System Load vs Latency Analysis: Batch processing creates predictable, concentrated load spikes - your 35-minute processing window every 4 hours means high resource utilization during execution but idle capacity between runs. Real-time distributes that load across the entire day, potentially reducing peak loads but increasing average utilization. The net infrastructure requirement is often similar, just distributed differently. However, real-time requires more robust connection pooling and thread management since you’re handling concurrent replenishment calculations rather than sequential batch processing.

The latency benefit is significant but not uniform. For fast-moving A-items with daily turnover rates above 15%, real-time can reduce stockout risk by 30-40% because you’re responding to inventory changes within minutes. For slower-moving items, the 4-hour batch delay rarely causes issues if safety stock is properly calibrated.

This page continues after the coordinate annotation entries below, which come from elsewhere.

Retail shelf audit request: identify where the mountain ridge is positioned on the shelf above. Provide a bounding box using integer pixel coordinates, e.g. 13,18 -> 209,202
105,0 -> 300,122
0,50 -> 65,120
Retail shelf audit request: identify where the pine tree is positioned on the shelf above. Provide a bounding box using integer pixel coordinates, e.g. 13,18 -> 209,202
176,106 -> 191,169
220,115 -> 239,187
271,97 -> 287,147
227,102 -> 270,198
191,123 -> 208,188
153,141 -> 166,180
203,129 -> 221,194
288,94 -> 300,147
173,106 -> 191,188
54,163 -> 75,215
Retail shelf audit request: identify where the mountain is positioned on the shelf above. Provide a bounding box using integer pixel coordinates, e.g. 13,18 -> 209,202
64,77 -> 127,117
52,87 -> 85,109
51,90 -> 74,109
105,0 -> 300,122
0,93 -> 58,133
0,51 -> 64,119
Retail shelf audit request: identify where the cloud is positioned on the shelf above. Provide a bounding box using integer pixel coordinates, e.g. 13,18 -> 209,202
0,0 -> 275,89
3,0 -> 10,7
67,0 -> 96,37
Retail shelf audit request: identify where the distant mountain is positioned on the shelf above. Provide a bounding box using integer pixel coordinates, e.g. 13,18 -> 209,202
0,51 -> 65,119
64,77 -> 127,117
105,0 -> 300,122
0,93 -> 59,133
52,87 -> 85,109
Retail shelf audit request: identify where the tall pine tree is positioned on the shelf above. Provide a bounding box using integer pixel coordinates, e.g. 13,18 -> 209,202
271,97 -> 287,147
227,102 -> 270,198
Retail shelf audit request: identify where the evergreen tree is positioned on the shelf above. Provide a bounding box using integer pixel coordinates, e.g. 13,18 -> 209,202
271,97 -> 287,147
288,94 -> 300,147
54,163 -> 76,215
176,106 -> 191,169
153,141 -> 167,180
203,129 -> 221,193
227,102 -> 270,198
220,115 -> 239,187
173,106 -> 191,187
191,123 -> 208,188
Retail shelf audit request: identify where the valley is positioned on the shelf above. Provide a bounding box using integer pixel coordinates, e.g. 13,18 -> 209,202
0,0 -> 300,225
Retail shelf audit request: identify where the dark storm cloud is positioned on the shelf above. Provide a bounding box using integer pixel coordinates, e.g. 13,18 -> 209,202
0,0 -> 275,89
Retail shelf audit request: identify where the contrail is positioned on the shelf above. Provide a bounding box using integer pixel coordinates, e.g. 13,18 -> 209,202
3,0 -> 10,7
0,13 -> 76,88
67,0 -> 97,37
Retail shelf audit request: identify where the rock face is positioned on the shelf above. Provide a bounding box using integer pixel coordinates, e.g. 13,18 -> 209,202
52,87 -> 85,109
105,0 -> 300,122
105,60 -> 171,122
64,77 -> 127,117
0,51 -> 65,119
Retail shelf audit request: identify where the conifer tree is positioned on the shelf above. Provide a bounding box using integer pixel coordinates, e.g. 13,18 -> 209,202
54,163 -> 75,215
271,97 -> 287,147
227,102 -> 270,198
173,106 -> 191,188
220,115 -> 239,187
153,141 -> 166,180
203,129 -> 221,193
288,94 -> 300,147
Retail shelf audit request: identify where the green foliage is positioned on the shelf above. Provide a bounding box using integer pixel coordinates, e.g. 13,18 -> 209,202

Hybrid Automation Models: This is the optimal approach for most organizations. Implement a three-tier model:

  • Tier 1 (Critical/Fast-movers): Real-time event-driven with delta threshold filtering (10-15% inventory change triggers calculation)
  • Tier 2 (Moderate velocity): Accelerated batch every 1-2 hours
  • Tier 3 (Slow movers): Standard 4-hour batch

The hybrid model gives you 80% of the real-time benefits with only 30% of the infrastructure overhead. Use ABC classification based on velocity and margin - typically 15-20% of SKUs fall into Tier 1.

Implementation Considerations: For real-time implementation, use message queuing (JMS/Kafka) to decouple inventory events from replenishment calculations. This prevents transaction blocking and allows you to throttle processing during peak loads. Implement circuit breakers that automatically fall back to batch mode if real-time processing queue depth exceeds thresholds.

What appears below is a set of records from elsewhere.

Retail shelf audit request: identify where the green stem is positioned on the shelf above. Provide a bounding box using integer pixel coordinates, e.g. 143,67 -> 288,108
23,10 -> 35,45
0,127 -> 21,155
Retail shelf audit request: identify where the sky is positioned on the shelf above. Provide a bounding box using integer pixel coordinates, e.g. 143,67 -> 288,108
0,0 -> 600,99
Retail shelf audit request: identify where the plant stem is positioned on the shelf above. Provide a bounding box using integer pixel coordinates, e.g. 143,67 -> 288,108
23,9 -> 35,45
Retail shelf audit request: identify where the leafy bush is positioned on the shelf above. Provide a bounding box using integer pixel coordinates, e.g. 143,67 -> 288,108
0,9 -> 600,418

Database optimization is critical - create dedicated replenishment calculation stored procedures that use targeted queries rather than full table scans. Index on item_id, location_id, and last_calculation_timestamp. Consider read replicas for replenishment queries to isolate load from transactional systems.

Practical Recommendation: Start with the hybrid model. Move your top 20% SKUs to real-time with intelligent event filtering, keep the rest on batch. Monitor for 30 days, measuring stockout reduction, system load impact, and infrastructure costs. Most organizations find this delivers 85% of potential benefits at 40% of the cost of full real-time implementation.

The system load concern is valid but manageable. Real-time doesn’t mean you trigger a full replenishment calculation on every single transaction. You need intelligent event filtering - only trigger when meaningful threshold changes occur. We use a ‘delta threshold’ approach where replenishment only fires if available inventory drops by more than 10% since last calculation. This reduced our event volume by 85% while maintaining responsiveness.